Regulations concerning VAT tax, corporate income tax and social security contributions are subject to frequent changes. The binding regulations are also unclear, which results in different opinions as to the legal interpretation of tax regulations. Tax settlements and other areas of activities (e.g. customs or foreign exchange issues) may be subject to inspections of authorities that are entitled to impose penalties, and any additional liabilities resulting from such inspections may be immediately payable.
Consequently, the amounts recognised and disclosed in financial statements may change in the future as a result of final decisions of tax inspection authorities.
The Polish General Tax Code comprises provisions applicable to the General Anti-Abuse Rule (‘GAAR’). GAAR is to prevent the establishment and use of artificial legal arrangements created in order to avoid payment of tax in Poland. GAAR defines tax avoidance as an act committed primarily to achieve a tax advantage contrary, in the given circumstances, with the subject and purpose of the provisions of the Tax Act. In accordance with GAAR, such act does not result in a tax advantage if the mode of operation is artificial.
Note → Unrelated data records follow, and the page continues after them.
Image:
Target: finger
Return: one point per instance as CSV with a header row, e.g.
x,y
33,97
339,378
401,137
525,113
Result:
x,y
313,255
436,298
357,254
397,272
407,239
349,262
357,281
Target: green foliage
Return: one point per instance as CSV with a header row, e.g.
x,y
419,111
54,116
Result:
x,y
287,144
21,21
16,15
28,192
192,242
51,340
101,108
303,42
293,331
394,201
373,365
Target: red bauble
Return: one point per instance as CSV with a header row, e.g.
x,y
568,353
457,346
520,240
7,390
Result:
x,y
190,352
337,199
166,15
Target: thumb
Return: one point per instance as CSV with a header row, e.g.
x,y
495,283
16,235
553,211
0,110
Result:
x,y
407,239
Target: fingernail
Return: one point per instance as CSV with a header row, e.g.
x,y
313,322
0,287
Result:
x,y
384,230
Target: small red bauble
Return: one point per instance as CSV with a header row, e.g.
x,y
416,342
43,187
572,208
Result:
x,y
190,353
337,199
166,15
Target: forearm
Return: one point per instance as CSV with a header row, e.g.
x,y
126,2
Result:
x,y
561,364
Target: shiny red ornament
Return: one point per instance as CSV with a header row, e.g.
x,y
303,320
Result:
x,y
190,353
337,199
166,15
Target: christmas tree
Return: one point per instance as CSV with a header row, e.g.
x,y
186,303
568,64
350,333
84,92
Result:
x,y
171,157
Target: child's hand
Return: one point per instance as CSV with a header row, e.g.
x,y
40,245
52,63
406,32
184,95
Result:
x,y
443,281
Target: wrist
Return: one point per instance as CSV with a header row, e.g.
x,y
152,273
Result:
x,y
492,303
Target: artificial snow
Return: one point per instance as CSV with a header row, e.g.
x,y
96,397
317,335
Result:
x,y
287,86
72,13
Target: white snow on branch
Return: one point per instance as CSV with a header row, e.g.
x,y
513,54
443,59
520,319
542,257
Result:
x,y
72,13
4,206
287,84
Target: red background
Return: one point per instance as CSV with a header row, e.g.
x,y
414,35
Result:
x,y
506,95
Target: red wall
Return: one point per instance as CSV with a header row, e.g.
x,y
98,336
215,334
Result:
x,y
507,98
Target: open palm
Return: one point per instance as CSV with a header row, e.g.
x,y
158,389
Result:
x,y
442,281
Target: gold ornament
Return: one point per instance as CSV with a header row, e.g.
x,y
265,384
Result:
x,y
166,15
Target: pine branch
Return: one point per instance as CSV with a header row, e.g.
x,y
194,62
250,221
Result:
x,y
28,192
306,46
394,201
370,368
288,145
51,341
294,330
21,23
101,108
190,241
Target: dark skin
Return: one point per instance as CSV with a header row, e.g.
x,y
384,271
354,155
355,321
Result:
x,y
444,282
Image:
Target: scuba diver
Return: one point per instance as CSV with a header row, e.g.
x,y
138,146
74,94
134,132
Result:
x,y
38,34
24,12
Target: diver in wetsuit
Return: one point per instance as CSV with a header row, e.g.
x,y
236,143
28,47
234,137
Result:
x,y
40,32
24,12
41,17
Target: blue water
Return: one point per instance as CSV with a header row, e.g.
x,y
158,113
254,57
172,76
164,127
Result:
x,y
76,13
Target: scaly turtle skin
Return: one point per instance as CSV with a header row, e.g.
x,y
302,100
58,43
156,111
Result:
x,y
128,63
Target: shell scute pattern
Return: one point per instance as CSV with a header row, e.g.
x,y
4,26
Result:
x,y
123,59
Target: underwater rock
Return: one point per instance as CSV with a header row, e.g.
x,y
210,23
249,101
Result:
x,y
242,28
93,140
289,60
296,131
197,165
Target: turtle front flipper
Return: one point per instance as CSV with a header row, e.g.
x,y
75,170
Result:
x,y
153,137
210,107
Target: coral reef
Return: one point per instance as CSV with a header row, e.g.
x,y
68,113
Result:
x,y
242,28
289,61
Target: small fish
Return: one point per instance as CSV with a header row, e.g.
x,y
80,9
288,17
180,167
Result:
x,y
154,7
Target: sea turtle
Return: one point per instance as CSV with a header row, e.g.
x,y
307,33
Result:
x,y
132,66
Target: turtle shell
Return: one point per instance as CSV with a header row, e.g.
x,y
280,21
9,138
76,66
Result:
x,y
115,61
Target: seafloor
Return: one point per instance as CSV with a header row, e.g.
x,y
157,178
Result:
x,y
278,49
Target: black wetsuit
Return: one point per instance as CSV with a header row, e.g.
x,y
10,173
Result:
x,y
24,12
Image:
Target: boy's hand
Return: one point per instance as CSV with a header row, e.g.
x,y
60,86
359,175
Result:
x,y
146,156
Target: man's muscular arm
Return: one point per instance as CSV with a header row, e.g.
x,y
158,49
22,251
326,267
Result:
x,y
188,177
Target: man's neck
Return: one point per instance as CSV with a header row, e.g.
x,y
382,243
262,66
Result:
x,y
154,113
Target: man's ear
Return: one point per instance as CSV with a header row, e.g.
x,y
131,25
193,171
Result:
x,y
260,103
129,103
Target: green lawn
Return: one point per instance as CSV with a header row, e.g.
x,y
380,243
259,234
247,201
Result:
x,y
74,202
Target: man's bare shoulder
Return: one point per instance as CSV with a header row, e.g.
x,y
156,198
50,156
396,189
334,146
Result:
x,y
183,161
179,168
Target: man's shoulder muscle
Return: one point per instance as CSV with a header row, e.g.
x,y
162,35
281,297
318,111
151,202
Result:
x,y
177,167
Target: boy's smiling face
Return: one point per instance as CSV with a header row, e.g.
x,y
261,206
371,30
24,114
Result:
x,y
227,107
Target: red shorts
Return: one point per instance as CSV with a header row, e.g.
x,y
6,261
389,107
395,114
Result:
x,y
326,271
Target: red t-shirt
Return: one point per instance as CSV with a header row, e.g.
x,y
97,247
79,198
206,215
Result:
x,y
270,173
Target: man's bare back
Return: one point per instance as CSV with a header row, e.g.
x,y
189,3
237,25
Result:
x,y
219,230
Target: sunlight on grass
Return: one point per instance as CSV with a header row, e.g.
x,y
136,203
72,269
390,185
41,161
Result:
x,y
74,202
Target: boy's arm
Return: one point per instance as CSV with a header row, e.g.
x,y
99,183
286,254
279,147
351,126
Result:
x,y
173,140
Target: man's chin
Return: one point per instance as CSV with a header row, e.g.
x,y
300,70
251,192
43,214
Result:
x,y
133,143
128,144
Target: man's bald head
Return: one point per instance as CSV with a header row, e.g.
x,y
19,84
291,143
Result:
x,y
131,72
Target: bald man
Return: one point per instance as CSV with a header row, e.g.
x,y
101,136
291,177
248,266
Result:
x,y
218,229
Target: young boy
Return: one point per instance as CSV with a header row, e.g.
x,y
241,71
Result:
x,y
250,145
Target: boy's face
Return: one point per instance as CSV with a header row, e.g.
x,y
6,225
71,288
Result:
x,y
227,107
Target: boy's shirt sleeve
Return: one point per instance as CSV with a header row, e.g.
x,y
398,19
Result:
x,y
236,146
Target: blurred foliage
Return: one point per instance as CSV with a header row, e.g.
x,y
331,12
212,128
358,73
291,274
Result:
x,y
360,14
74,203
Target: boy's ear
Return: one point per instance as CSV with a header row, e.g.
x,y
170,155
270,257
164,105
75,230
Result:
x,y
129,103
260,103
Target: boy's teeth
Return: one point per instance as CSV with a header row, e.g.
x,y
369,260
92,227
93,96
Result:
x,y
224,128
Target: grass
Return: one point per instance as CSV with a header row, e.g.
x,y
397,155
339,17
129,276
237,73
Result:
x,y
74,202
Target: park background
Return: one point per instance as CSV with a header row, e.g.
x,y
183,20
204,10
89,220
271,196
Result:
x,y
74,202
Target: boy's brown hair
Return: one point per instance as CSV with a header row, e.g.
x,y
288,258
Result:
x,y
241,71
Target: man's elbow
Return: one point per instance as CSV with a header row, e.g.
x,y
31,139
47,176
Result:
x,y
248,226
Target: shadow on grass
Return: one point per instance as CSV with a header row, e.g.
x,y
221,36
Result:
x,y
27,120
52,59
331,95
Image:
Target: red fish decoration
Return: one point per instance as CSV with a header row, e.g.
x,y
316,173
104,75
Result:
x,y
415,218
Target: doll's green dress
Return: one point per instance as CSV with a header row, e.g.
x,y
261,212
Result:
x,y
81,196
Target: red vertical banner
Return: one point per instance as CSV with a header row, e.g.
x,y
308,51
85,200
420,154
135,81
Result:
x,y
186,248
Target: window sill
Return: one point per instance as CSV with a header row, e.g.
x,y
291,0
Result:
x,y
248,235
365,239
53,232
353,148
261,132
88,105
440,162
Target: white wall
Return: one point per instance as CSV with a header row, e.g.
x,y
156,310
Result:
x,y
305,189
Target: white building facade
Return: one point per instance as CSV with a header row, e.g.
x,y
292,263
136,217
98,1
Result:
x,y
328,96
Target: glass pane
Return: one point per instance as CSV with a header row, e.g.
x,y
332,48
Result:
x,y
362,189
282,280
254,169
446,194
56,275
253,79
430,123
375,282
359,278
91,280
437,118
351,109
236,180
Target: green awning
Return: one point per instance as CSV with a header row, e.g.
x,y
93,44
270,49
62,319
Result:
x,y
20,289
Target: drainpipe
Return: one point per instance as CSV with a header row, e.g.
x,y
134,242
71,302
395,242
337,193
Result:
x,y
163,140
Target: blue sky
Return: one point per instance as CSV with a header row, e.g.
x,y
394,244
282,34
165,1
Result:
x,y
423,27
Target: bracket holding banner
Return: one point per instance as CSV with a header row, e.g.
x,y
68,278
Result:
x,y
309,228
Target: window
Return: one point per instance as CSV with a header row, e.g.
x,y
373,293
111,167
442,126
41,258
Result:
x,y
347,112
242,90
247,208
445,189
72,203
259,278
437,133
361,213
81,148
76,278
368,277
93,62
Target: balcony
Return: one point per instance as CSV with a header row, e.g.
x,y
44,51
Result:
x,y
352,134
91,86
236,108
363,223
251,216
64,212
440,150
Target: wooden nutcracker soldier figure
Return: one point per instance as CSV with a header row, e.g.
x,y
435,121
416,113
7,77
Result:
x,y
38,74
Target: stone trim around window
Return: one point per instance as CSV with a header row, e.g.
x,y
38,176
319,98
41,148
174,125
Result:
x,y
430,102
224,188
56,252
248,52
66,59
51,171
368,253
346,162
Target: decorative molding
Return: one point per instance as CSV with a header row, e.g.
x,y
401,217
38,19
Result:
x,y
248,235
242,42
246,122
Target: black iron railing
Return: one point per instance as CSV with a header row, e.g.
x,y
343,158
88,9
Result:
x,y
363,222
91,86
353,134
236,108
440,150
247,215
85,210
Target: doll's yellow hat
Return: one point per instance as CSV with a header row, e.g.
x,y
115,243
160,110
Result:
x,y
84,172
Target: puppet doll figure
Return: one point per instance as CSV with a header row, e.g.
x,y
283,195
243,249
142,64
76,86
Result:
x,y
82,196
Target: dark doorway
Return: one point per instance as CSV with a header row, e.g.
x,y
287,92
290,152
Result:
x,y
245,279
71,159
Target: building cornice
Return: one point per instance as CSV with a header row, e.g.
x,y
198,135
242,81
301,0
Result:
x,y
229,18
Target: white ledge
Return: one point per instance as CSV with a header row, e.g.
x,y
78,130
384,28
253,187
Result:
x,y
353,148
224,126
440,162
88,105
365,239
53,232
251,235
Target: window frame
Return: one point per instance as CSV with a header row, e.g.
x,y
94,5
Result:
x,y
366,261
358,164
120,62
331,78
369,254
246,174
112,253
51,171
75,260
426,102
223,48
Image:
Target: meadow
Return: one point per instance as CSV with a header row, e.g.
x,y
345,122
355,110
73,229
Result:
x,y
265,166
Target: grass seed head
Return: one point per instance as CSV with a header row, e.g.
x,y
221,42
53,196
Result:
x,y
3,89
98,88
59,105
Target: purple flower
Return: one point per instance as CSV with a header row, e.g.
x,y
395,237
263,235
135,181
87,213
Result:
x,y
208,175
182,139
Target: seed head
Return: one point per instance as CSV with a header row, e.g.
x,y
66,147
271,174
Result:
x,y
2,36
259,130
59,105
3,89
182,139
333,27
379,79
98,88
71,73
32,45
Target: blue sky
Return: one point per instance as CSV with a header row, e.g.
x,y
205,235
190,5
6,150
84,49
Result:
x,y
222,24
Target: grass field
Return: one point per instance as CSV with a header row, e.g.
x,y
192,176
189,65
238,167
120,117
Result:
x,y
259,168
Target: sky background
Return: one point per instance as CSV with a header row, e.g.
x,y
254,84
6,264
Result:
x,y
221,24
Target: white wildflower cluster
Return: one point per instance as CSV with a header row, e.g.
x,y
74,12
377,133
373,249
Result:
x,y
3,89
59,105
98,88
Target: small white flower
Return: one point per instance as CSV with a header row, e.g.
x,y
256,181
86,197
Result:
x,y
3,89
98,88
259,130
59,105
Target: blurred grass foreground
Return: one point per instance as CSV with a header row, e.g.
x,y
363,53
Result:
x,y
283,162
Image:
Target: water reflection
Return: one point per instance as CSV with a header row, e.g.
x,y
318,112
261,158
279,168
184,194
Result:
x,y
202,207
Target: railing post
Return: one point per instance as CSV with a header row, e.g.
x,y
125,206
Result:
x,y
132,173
The above regulations will call for a much more insightful judgement when assessing tax implications of individual transactions.
The Group recognises and measures current and deferred income tax assets or liabilities in accordance with IAS 12 Income Taxes on the basis of taxable profit (loss), the tax base, unused tax losses, unused tax credits and tax rates, taking into account the evaluation of the uncertainty related to tax settlements.